SÉQUENCE 22
RETOUR DU DIDACTE
La Bibliothécaire se repose, avec son équipe de collecteurs, pour la première fois depuis deux mois. Elle a invité Catalogue à l’accompagner, considérant avec justesse que j’étais le dépositaire de ses activités le plus fiable, et le moins susceptible d’être corrompu si une crise politique bouleversait le Nouveau Conseil… ce qui s’avère très possible, étant donné l’ampleur des pertes subies par les Forerunners. La majeure partie des communications avec l’écoumène, y compris par le biais du réseau des Juristes, a été interrompue pour une durée indéfinie. Nous ignorons encore à quel point les vaisseaux et les systèmes contaminés par les Floods pourraient s’y infiltrer.
L’équipe principale de la Bibliothécaire – le même groupe qui l’accompagna, des siècles plus tôt, jusqu’à Path Kethona – se rassemble après avoir traité leurs dernières acquisitions. Les vaisseaux de sa flottille de recherches renferment à présent tout ce qu’ils sont capables d’accueillir, à la fois en termes de spécimens vivants et d’échantillons génétiques.
La Bibliothécaire semble épuisée. Elle est calme et parle peu, préférant écouter les rapports de son équipe. Elle n’est vêtue que de sous-vêtements flottants, afin de permettre à son armure de se recharger et d’effectuer sur elle-même les réparations nécessaires. La Bibliothécaire porte la même armure depuis plus de mille ans, et fait montre d’une affection inhabituelle – pour une Biotechnicienne – à l’égard de son auxilia. Il est vrai que tout ce qui lui était familier a disparu ou se trouve très éloigné : ses enfants, son époux, et le double de ce dernier, qu’elle appelle désormais « mon Didacte ». Même au milieu de tous ces allers et retours, des rapports de ses subordonnés et de ceux de son commandant de flottille – toutes ces tâches et distractions multiples qui occupent la moindre de ses minutes –, la Biocréatrice paraît terriblement seule.
Cela fait maintenant quatre ans que l’Isodidacte a quitté le système d’Erdé-Tyrène pour prendre les commandes de l’opération de défense du complexe d’Orion, à la tête de troupes constituées d’anciens Serviteurs-Combattants et de membres de la garde des Bâtisseurs.
Enfin, tandis que son vaisseau entame son voyage vers la grande Arche, la charge de travail de la Biocréatrice finit par s’étioler. Ses quartiers se vident.
Il ne reste plus que moi pour l’écouter.
— Votre répertoire contient-il des histoires gaies ? me demande-t-elle doucement.
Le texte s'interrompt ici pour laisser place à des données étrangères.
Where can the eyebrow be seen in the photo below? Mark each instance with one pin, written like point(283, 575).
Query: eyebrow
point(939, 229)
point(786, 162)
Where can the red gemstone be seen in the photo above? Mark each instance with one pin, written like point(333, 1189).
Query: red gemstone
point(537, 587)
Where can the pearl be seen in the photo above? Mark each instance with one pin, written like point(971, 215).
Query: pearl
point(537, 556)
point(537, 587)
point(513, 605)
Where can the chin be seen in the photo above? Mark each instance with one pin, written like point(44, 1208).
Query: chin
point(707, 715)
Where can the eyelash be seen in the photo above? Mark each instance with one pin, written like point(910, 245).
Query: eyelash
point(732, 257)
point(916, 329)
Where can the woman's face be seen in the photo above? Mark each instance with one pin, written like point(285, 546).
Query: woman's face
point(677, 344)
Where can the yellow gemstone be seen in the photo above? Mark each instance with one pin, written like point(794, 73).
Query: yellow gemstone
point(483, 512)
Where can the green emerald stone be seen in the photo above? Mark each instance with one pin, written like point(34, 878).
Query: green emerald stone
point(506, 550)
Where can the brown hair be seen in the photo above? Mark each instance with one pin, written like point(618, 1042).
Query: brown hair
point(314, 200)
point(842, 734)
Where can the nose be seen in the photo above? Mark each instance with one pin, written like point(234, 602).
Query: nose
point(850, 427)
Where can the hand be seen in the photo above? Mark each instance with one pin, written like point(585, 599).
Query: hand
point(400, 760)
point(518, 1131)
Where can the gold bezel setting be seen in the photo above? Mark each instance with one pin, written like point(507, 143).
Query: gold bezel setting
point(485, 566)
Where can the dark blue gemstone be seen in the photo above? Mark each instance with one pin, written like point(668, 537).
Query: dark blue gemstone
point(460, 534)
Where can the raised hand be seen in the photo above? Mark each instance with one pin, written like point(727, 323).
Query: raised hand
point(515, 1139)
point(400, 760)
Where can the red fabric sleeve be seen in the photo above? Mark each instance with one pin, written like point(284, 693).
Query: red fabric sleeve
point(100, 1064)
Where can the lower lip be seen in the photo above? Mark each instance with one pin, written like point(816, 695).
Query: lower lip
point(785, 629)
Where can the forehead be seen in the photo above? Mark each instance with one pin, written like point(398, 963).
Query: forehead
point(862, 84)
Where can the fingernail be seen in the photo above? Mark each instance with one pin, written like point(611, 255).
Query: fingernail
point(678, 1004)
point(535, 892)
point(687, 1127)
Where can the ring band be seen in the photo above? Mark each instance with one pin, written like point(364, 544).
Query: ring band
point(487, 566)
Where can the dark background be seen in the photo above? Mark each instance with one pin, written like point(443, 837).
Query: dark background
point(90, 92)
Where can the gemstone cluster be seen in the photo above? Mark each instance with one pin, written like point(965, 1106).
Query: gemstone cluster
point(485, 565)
Un grand panneau transparent s’écarte alors et nous dévoile l’image du dernier vaisseau des Biotechniciens, luisant sous la clarté mourante des étoiles. Nous pourrons bientôt admirer le spectacle formidable que constitue la formation d’un portail, quelques minutes ou quelques heures avant que le commandant se soit assuré de la viabilité du transit, et que nous puissions commencer notre voyage hors de ce système.
— De nombreuses affaires, classées depuis longtemps, sont tombées dans le domaine public, réponds-je. Je n’ai moi-même récolté qu’un petit nombre d’entre elles, en revanche. Je suppose que quelques-unes sont assez amusantes… mais il n’est pas sûr que ce qui divertit les Juristes vous amuse vous aussi.
— Avez-vous pris vos fonctions récemment ?
— En effet, Biocréatrice. Je ne peux me targuer de plusieurs siècles d’expérience, contrairement à beaucoup d’autres au sein de mon ordre.
— Il est intéressant que ceux dont vous parlez, moins jeunes que vous, aient choisi de vous confier ma déposition.
— Les unités plus anciennes tendent à devenir de plus en plus cyniques et à perdre en diplomatie, expliqué-je. En général, ces Juristes s’abstiennent de rassembler des preuves pour se consacrer à d’autres fonctions.
— Peut-être ont-ils été confrontés à trop de bêtise et de folie. Connaissez-vous toutes les variétés courantes de folie, Catalogue ? demande-t-elle.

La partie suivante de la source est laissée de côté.